Open joyhou-hw opened 1 year ago
@llvm/issue-subscribers-backend-aarch64
This isn't anything to do with the QC flag as such, as there's nothing in the inline asm constraints saying it's written to (and I don't think there's any way to do that either), but rather it looks like the output constraint for vector_res_int64x2 is being ignored. Simpler example:
#include <arm_neon.h>
int64x2_t fn(int64x2_t x, int64x2_t y) {
unsigned long fpsr = 0;
int64x2_t ret;
asm volatile ("msr fpsr, %1" : "=X"(ret), "=r"(fpsr));
ret = vqsubq_s64(x, y);
return ret;
}
The "=X"(ret)
constraint means that the compiler must assume ret
is written to (gcc mentions this kind of artificial dependency in https://gcc.gnu.org/onlinedocs/gcc/Extended-Asm.html#Volatile-1), but at -O1 clang will move the sqsub above the msr.
this is the data dependency between volatile asm and neon intrinsics be ignored ?

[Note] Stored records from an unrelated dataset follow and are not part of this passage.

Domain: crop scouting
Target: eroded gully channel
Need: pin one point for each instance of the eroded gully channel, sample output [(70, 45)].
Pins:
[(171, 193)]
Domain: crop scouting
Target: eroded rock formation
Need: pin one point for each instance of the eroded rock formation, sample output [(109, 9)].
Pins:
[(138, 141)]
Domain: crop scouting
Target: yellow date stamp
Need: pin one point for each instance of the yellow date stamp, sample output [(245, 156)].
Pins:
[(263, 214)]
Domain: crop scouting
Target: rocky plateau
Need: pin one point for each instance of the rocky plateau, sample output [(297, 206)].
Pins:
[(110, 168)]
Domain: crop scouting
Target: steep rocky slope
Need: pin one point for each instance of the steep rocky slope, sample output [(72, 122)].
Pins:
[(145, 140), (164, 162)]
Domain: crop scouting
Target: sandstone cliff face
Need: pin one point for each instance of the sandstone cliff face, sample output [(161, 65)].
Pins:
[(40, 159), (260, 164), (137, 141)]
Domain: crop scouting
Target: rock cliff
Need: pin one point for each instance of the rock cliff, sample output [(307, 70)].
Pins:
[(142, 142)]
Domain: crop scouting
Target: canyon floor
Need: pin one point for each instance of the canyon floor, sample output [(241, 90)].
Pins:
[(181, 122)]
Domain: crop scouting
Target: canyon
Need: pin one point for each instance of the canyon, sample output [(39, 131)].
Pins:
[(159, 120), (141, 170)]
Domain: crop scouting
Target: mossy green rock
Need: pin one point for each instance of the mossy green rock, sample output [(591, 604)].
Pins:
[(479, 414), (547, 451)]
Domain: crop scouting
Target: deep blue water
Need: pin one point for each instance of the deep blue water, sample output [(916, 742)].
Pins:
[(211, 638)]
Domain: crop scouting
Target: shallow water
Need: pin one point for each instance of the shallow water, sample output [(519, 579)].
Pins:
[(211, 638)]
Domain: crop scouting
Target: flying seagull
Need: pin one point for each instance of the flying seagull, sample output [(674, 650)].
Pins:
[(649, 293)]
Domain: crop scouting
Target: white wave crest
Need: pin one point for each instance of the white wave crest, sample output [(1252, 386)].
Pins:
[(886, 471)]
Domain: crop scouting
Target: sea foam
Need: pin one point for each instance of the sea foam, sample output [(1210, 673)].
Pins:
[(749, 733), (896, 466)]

it may add dependency for x 是OK? asm volatile ("msr fpsr, %1" : "=X"(ret), "=r"(fpsr)); ---> asm volatile ("msr fpsr, %1" : "=X"(x), "=r"(fpsr)); ret = vqsubq_s64(x, y);
sice ret was write write. x is parms for vqsubq_s64
Note the testcase in GCC is only compiled/run at -O0 explicitly because the inline-asm does not have a data dependency between them and the intrinsics.
As code is: https://godbolt.org/z/KM5z873Yz
This case is from the gnu deja test gcc.target/aarch64/advsimd-intrinsics/vqsub.c
I simplify the case for only test one small case. The case call the neon vqsubq_s64() intrinsics and test the fpsr.QC bit
Set FPSR, then sqsbu, then got FPSR.QC From the asm, it seems that "sqsub" is move up "msr fpsr" inst.